Il veneziano gli rispose:
Je n'aurai point d'autre arme que mon épée, et quant au lieu ce sera celui où V.
E. me conduirà, hors de la starostie de Varsovie; mais pas avant demain, puisqu'auiourd'hui j'ai un paquet à remettre au roi, j'ai pris médecine, et j'ai un testament à faire. Je suis, etc.
Non avrò altre armi che la mia spada e, quanto al luogo, mi piacerà quello dove V. E. mi condurrà fuori della starostia di Varsavia; ma replico che ciò avverrà dimani, poiché oggi ho un pacchetto da rimettere al re, ho preso medicina, ed ho a fare testamento. Sono, etc.
Mezz'ora dopo che questa lettera fu spedita, il veneziano, il quale era a letto, rimase un poco sorpreso di veder il Postòli comparire solo nella sua stanza e di udirlo a dirgli che avea a parlargli di affare segreto. Onde udite queste parole, alquanti subalterni, che si trovavano per caso nella stanza, non aspettarono di esser pregati di partire; i due principali attori rimasero soli ed il Postòli si assise sul letto. Perdoni il lettore se chi scrive ha qui bisogno di divenir drammatico per essere fedelissimo nella storia ed abbastanza chiaro.

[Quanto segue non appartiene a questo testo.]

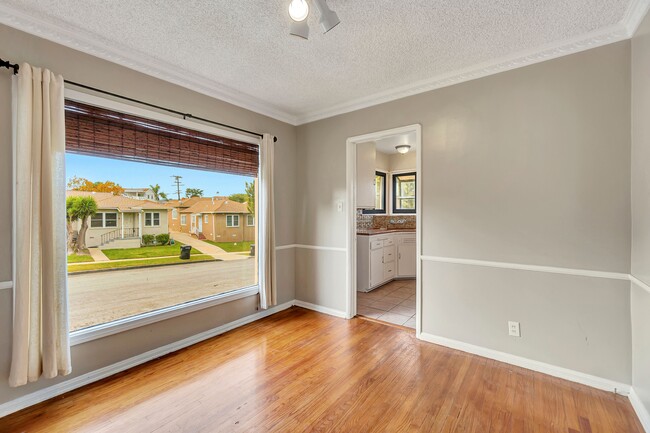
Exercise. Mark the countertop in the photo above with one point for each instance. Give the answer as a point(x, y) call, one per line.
point(372, 232)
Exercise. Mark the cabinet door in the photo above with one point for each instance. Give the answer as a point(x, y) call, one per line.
point(406, 258)
point(376, 267)
point(366, 155)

Postòli (seduto sul letto del veneziano). - Sono venuto per domandarvi se pensate prendervi giuoco della mia persona.
Venez. - Come mai! Io ho per la vostra persona, o signore, il maggior rispetto che aver si possa.
Post. - Mi mandate una sfida e, dopo ch'io l'ho prontamente accettata, cercate di guadagnar tempo. Questo non si fa. Se sentiste l'affronto che pretendete ch'io vi abbia fatto, dovreste aver più fretta di me di scaricarvene.

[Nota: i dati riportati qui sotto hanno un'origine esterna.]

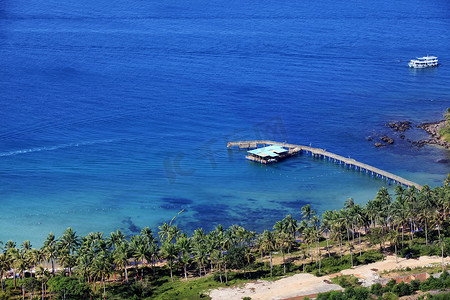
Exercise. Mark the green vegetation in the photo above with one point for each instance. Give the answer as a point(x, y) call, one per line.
point(174, 265)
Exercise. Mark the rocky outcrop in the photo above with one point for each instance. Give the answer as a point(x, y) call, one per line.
point(433, 130)
point(401, 126)
point(387, 139)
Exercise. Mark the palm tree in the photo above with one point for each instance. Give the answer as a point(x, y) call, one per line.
point(115, 239)
point(269, 246)
point(427, 207)
point(359, 220)
point(138, 246)
point(200, 256)
point(121, 256)
point(5, 265)
point(69, 240)
point(50, 250)
point(45, 276)
point(393, 237)
point(185, 246)
point(170, 252)
point(337, 226)
point(153, 251)
point(307, 212)
point(281, 239)
point(101, 268)
point(84, 264)
point(140, 254)
point(399, 210)
point(327, 218)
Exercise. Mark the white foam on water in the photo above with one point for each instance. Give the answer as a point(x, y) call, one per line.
point(52, 148)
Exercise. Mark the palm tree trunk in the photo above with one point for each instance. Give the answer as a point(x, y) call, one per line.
point(442, 247)
point(104, 288)
point(396, 257)
point(360, 246)
point(328, 248)
point(271, 266)
point(153, 267)
point(226, 274)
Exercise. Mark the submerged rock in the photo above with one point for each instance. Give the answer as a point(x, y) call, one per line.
point(401, 126)
point(387, 139)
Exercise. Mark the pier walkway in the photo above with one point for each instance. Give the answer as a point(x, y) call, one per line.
point(337, 159)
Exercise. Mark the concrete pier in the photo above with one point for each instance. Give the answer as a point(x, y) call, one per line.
point(331, 157)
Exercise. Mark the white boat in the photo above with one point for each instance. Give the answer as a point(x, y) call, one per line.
point(423, 62)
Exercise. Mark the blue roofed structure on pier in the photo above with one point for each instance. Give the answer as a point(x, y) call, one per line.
point(267, 154)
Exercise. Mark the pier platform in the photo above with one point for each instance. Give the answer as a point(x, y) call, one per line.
point(331, 157)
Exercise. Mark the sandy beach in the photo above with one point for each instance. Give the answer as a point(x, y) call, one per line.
point(307, 284)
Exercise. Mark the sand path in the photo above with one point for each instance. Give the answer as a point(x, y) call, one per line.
point(307, 284)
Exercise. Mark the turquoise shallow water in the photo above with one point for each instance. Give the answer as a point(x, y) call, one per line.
point(116, 114)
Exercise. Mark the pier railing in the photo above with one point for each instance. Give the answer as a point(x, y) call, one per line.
point(321, 153)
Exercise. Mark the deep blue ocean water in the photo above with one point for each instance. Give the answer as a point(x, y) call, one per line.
point(115, 114)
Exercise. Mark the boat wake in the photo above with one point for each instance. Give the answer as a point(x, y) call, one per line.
point(51, 148)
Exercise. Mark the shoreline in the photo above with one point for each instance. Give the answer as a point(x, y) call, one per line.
point(432, 128)
point(305, 284)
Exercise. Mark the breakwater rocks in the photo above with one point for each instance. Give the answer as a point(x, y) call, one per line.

Venez. - Dell'ingratissimo peso mi sento già di molto alleggerito dal momento che vi siete impegnato di battervi meco. Una dilazione di ventiquattr'ore non è considerabile; la nostra rissa, dopo un accordo, è divenuta tale che può accoppiarsi con la cortesia. Chi ci affretta ad andarci a battere oggi più tosto che domani?
Post. - La persuasione in cui sono che, se non ci battiamo subito, non ci batteremo più.
Venez. - Chi potrà impedircelo?
Post. - Un comune arresto d'ordine regio.
Venez. - E come? chi potrà far nota a S. M. la nostra intenzione?
Post. - Io no per sicuro.
Venez. - E men'io.
Post. - Non so; conosco i strattagemmi della vostra nazione.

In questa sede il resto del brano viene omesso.